El ulular
anaranjado de las ambulancias hace tiempo que dejó de sonar. Sólo si habitabas
en la ciudad y eras pudiente podías marcar el 112 para avisar al médico de
guardia. Como en las cabinas antiguas, la llamada iniciaba la caída sucesiva de
monedas por el uso de una sanidad que no hace mucho era gratuita y universal.

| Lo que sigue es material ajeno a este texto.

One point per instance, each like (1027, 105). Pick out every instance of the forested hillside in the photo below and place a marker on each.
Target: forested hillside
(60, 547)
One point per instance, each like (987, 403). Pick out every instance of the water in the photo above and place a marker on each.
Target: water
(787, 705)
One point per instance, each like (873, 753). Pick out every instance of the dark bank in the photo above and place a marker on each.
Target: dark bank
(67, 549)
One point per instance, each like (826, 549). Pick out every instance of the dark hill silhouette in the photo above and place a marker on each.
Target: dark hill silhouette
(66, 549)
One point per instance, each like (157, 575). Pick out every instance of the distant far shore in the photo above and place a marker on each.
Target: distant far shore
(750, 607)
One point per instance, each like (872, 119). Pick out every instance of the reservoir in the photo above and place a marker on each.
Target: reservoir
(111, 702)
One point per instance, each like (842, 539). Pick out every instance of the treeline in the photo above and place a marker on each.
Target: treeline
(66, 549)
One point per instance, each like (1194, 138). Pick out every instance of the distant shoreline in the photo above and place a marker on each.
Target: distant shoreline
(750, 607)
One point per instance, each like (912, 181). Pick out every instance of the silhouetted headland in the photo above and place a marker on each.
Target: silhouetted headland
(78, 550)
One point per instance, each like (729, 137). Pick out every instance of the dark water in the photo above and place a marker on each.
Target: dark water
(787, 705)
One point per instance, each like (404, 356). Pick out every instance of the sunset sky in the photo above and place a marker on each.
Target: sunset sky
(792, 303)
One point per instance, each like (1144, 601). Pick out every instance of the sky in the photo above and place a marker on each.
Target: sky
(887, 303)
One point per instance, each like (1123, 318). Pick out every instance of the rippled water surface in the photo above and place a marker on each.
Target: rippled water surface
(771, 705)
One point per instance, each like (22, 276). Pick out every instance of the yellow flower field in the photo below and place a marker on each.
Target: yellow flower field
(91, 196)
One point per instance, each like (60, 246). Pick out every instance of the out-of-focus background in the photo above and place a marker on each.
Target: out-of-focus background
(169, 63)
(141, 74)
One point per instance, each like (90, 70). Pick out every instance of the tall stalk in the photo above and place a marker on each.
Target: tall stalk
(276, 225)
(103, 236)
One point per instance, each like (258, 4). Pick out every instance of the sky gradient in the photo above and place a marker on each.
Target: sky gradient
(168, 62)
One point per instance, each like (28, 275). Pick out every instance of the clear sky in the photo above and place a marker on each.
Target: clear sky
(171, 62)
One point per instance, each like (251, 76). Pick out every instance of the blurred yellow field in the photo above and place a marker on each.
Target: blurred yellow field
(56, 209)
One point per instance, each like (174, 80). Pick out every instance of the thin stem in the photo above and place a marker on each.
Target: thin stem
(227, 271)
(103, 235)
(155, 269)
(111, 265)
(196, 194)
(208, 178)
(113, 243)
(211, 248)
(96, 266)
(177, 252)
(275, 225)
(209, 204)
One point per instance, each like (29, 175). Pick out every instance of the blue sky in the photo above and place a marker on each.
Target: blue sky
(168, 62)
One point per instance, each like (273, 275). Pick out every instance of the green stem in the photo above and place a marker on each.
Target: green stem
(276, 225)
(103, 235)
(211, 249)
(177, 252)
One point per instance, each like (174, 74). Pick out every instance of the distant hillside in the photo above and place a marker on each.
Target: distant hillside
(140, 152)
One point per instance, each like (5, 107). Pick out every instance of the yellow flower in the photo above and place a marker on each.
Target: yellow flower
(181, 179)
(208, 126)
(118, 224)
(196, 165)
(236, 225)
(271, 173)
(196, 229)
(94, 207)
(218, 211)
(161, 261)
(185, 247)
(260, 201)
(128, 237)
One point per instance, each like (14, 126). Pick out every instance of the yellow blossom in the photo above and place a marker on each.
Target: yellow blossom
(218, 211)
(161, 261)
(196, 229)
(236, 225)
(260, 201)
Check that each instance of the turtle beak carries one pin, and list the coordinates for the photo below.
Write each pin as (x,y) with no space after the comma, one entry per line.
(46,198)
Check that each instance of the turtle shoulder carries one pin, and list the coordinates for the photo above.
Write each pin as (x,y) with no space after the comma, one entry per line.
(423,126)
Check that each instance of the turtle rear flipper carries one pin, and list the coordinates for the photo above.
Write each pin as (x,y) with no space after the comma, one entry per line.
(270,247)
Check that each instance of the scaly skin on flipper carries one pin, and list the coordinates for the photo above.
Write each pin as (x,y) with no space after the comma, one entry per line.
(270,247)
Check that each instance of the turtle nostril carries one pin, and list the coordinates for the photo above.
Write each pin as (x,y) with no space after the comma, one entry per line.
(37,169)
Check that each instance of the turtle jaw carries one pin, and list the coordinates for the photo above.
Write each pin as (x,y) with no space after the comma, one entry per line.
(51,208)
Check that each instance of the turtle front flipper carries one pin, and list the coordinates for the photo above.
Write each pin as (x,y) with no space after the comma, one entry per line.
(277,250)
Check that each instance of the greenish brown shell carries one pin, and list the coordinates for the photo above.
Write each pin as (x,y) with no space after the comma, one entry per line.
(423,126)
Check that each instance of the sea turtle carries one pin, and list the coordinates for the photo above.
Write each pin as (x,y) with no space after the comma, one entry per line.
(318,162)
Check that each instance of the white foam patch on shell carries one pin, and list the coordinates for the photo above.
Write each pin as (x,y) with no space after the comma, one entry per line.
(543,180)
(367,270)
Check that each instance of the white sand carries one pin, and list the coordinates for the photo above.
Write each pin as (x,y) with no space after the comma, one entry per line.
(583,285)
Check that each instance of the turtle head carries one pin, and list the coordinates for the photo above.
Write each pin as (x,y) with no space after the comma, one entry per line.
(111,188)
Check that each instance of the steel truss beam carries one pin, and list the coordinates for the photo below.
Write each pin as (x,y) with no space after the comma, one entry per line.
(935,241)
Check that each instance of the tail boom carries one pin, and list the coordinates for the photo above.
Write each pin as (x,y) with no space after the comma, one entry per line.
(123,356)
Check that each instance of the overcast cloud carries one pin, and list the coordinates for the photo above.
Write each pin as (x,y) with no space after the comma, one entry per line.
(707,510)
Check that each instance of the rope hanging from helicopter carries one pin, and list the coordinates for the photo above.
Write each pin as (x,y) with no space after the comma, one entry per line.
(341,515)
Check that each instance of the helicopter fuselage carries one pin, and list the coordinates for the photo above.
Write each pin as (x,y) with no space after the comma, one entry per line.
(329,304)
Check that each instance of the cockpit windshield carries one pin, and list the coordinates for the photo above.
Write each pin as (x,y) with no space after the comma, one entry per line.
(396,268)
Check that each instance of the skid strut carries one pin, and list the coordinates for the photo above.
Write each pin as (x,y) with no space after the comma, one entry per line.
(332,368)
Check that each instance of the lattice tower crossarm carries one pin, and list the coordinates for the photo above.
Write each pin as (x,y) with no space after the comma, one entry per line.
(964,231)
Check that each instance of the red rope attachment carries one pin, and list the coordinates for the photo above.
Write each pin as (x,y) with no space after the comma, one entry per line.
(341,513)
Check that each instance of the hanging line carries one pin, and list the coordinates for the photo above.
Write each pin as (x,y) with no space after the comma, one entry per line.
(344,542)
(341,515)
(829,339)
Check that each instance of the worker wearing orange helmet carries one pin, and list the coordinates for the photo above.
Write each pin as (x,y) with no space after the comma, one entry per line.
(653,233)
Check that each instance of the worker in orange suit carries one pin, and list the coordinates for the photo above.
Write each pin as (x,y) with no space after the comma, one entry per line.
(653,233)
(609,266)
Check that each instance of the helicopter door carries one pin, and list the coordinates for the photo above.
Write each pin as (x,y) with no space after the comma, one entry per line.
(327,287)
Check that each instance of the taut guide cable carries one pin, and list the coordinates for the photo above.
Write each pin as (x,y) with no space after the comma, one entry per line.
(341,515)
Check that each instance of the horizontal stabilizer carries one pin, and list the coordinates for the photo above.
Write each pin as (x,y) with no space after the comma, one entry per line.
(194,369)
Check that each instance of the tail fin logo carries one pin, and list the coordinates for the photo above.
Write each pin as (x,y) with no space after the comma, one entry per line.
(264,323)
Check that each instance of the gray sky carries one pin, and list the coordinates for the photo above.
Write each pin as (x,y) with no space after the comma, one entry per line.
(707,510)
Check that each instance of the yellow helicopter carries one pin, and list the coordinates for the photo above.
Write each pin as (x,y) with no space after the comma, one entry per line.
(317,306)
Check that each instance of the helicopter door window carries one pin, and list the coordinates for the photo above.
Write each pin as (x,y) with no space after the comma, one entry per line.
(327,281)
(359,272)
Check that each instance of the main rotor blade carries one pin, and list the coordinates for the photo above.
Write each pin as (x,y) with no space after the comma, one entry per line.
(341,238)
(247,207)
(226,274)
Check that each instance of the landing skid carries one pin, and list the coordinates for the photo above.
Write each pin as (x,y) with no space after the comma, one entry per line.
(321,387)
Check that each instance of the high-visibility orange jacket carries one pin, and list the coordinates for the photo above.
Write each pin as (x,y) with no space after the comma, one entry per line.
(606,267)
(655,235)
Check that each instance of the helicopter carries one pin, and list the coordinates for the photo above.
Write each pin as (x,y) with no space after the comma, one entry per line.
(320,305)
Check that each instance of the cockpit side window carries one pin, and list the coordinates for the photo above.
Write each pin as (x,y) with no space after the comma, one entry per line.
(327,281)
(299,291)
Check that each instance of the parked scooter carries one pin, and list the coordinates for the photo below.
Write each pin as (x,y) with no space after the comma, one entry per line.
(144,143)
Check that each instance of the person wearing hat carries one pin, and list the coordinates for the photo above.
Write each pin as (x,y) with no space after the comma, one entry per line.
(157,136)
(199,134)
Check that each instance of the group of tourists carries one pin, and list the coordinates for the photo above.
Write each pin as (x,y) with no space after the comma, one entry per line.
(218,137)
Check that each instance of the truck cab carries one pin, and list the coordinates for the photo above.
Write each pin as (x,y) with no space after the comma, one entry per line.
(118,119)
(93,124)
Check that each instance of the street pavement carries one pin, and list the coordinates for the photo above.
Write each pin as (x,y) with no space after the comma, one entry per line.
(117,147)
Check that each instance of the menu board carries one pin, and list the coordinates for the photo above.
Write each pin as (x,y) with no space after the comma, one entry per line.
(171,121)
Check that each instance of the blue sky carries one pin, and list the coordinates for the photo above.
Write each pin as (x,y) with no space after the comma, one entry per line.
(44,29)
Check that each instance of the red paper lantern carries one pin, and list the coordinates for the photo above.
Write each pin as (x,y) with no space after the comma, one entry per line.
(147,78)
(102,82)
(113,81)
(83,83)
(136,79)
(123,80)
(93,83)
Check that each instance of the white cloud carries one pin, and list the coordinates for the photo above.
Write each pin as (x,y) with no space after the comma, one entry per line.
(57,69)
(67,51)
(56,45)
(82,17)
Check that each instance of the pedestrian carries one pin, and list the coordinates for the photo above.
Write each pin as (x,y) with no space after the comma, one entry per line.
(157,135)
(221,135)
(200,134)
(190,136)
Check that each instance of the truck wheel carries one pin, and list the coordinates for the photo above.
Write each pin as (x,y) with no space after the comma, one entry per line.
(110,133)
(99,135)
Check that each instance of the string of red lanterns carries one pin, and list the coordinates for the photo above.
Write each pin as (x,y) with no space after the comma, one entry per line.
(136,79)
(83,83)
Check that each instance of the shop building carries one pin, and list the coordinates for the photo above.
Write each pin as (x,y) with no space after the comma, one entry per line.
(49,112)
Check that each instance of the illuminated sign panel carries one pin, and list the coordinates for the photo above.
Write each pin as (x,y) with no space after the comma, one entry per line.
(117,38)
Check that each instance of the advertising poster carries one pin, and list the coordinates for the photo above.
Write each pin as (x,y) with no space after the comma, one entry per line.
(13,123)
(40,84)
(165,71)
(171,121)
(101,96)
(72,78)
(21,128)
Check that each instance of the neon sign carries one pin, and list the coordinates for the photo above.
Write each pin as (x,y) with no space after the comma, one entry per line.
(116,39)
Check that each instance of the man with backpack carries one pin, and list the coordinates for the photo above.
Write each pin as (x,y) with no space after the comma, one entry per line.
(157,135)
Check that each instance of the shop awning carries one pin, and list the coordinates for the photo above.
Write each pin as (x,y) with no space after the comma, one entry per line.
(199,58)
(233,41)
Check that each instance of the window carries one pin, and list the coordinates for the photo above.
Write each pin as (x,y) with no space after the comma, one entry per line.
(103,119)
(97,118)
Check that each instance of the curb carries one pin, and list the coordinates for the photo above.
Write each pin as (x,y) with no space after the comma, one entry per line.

Sin vacunas ni medicinas, la faz de los hospitales, no sólo la de los hombres,
había cambiado. Con títulos luminosos para animar a consumir, la recepción
hospitalaria simulaba la de un hotel, con los tpvs, para cobrar con tarjeta,
encima del mostrador. Una primera radiografía de tu cuenta corriente
diagnosticaba si podías permanecer o no con el tratamiento. Si no merecías ser
llamado de usted, el ascensor marcaba irremediablemente el sótano, cercano a la
morgue. Si tenías posibles, la azafata pasaba a enseñarte las habitaciones con
una sonrisa. Los órganos también estaban a buen precio, pues la oferta era
inmensa. Los despachos de los trajes grises habían arrinconado a los blancos
que por las tardes, en la clandestinidad, curaban a los, antes denominados,
ciudadanos. El humo de la cocina se entremezclaba con el del crematorio en una
gris época, donde las personas tenían un precio. Todo comenzó cuando no hubo ni
sangre ni un simple acto reflejo ante el pinchazo y la tijera. Salud.